「NWエッジの複雑性を解消する」米Extreme NetworksのCTOに聞く

業務用デバイスの多様化やIoTの普及によって、企業LANの“エッジ”が複雑化している。エクストリーム ネットワークスはAI/機械学習による分析や自動化機能によってエッジのシンプル化を提案している。

――製品開発のコンセプトとして「ソフトウェア・ドリブン・ネットワーク」を掲げています。ソフトウェアに注力する姿勢は他のネットワークベンダーとも共通していますが、具体的にユーザー企業のどのような課題にフォーカスしているのですか。

ブルックマン ネットワークを流れるデータは急増しており、多くの企業は、少ない人数と限られた予算でこれに対応している状況です。IoTの普及は、これをさらに困難なものにするでしょう。

エクストリームはこの問題を解消し、お客様がよりよいビジネスの成果を生み出せるように支援します。そのために、アナリティクス技術等を活用したネットワーク自動化ソリューションを展開しています。

米Extreme Networks 最高技術責任者(CTO)のエリック・ブルックマン氏(左)と、エクストリーム ネットワークス 執行役員社長の大野欽司氏
米Extreme Networks 最高技術責任者(CTO)のエリック・ブルックマン氏(左)と、
エクストリーム ネットワークス 執行役員社長の大野欽司氏

アナリティクス・自動化は不可欠――今年6月に市場投入した「Extreme Smart OmniEdge」について教えてください。
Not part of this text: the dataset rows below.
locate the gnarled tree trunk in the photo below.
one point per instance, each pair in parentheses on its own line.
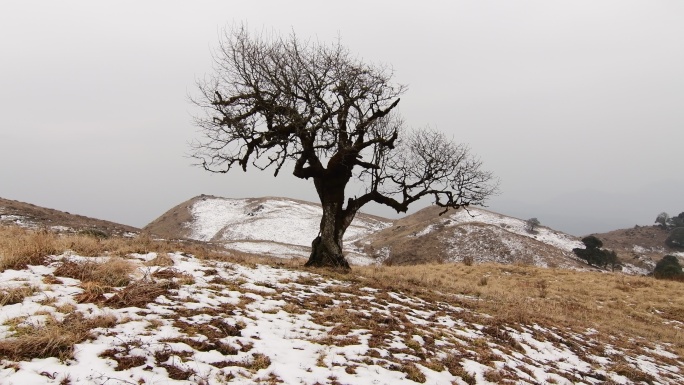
(326,249)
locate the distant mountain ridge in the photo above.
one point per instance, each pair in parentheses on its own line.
(284,227)
(29,215)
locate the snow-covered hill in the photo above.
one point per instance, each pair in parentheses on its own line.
(272,226)
(182,320)
(475,233)
(284,227)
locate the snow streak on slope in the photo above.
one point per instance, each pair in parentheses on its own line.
(545,235)
(274,226)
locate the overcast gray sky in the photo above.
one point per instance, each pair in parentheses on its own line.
(577,106)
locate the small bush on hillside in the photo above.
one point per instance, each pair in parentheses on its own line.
(676,238)
(595,255)
(667,222)
(591,242)
(668,267)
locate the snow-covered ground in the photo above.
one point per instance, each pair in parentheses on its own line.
(289,225)
(230,323)
(543,234)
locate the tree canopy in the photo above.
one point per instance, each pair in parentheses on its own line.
(274,101)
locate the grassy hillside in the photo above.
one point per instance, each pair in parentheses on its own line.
(83,310)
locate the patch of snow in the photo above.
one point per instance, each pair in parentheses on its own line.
(290,226)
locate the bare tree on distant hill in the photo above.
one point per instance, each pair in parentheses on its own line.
(277,99)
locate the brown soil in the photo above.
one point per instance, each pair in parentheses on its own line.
(42,217)
(478,241)
(173,224)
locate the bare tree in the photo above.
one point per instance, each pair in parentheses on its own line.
(274,100)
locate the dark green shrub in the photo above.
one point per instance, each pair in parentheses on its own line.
(676,238)
(668,267)
(95,233)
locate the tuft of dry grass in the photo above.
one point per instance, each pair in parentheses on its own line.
(139,293)
(52,339)
(612,303)
(114,272)
(12,295)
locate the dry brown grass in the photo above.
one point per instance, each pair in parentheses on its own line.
(113,272)
(12,295)
(53,339)
(20,247)
(613,304)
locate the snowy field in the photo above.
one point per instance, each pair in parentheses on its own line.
(290,226)
(218,323)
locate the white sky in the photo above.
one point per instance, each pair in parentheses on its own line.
(577,106)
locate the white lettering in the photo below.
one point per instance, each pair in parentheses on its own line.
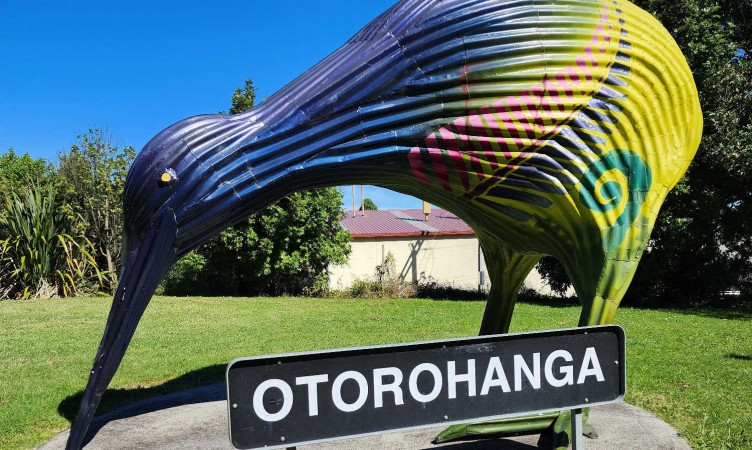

ブルックマン 現在の企業のネットワークは、“エッジ”の複雑性が増しています。ここに多くの問題があります。特にWi-Fiの管理は難しく、今後はIoTデバイスの増加によってネットワークエッジのサポート/メンテナンス負荷はますます増大します。また、様々なデバイスがネットワークに接続するため、セキュリティリスクも高まります。

IT予算が縮小されていくなかで、これを解決するには、アナリティクス技術や自動化が不可欠です。
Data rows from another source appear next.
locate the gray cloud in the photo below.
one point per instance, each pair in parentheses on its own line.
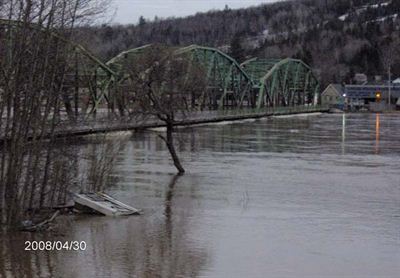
(129,11)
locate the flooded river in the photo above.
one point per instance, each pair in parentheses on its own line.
(302,196)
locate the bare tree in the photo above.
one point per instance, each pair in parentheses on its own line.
(165,84)
(35,59)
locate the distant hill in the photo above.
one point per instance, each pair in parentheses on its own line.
(337,37)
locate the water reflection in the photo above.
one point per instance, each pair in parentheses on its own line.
(377,132)
(281,197)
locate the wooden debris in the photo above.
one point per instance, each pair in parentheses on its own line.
(104,204)
(42,225)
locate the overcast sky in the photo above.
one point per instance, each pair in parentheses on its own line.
(129,11)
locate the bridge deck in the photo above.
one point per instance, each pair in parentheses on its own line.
(104,125)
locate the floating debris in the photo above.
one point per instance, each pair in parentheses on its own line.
(103,204)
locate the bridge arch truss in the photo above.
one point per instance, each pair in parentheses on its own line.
(287,82)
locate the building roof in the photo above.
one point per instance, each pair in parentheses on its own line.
(337,87)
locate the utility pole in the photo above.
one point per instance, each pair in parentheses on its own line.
(390,85)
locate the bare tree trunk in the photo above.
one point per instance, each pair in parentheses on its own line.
(169,141)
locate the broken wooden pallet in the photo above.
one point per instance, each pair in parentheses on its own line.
(104,204)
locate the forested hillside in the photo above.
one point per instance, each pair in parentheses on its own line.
(337,37)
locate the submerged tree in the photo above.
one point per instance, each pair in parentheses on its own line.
(35,60)
(164,84)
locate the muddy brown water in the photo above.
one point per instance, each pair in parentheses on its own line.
(303,196)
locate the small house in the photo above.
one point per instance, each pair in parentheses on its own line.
(333,95)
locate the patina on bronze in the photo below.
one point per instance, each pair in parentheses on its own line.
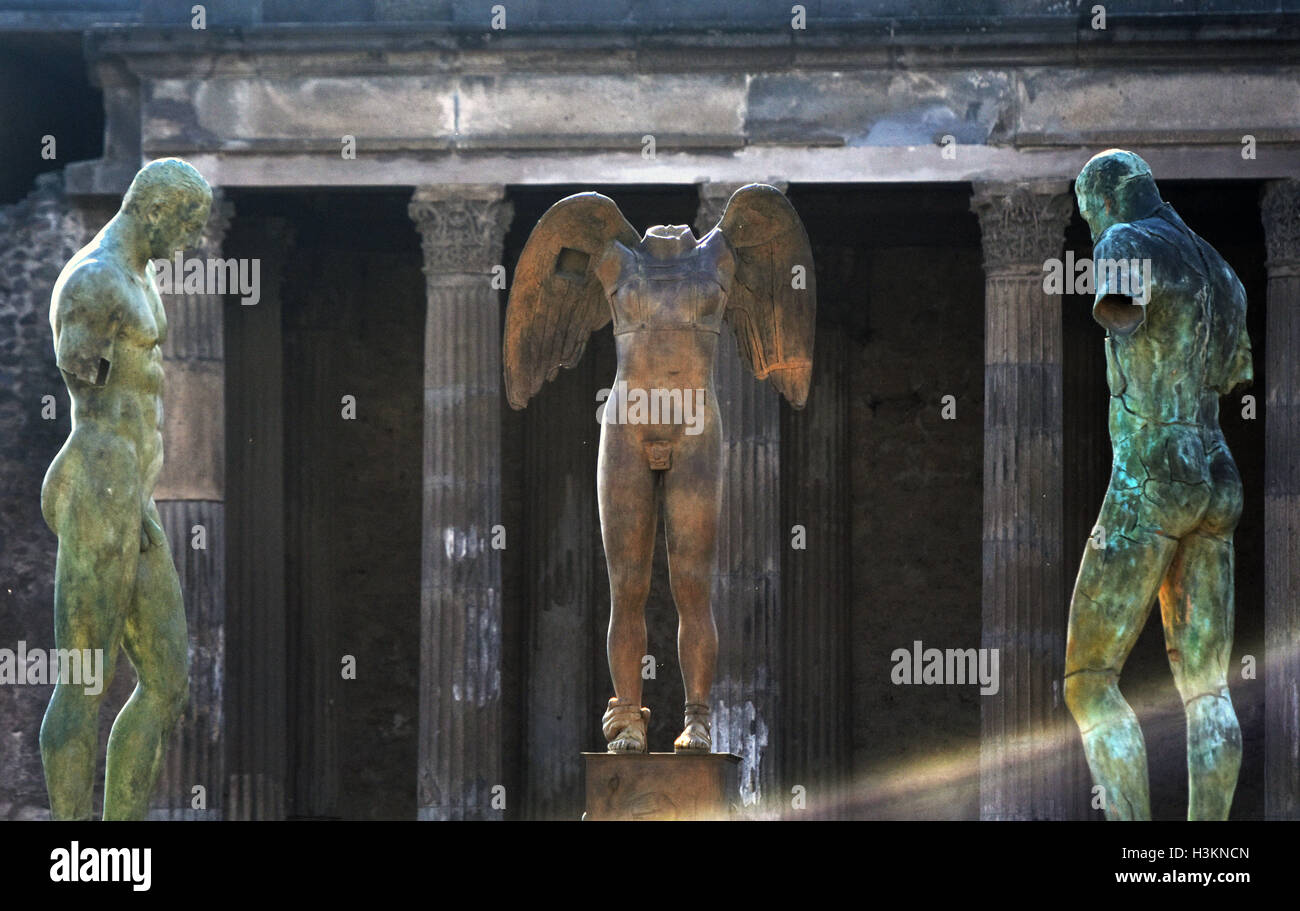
(115,582)
(667,295)
(1175,342)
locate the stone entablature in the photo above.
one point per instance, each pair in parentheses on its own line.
(273,109)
Smart OmniEdgeは「Extreme AI」と呼ぶAI/機械学習技術などを用いて、このエッジの複雑性を簡素化するソリューションです。複数のソフトウェア製品で構成されており、有線/無線LANの統合管理、運用自動化を実現します。

――どのような形で導入できるのですか。

ブルックマン そこが競合他社との大きな違いです。

お客様は、ネットワーク管理の形態を、オンプレミスまたはSaaSモデルの両方から選択できます。Smart OmniEdgeのソフトウェア群を搭載した「ExtremeCloudアプライアンス」を自社内に設置して運用することも、その機能をSaaSとして利用することも可能です。

どちらのモデルでも、管理用のUI(ユーザーインターフェース)とワークフローは同じですので、例えばオンプレミス型で管理していたネットワークを明日からSaaS型の管理に変えるといったことも難しくありません。また、SaaSモデルを使って、我々のパートナーであるSIerが、お客様企業のネットワークを管理するマネージドサービスを提供することも可能です。

SaaSモデルは、数千拠点を管理する大手流通小売業や、非常に多くのデバイスが集まる高密度環境での導入実績があり、安定的に利用することができます。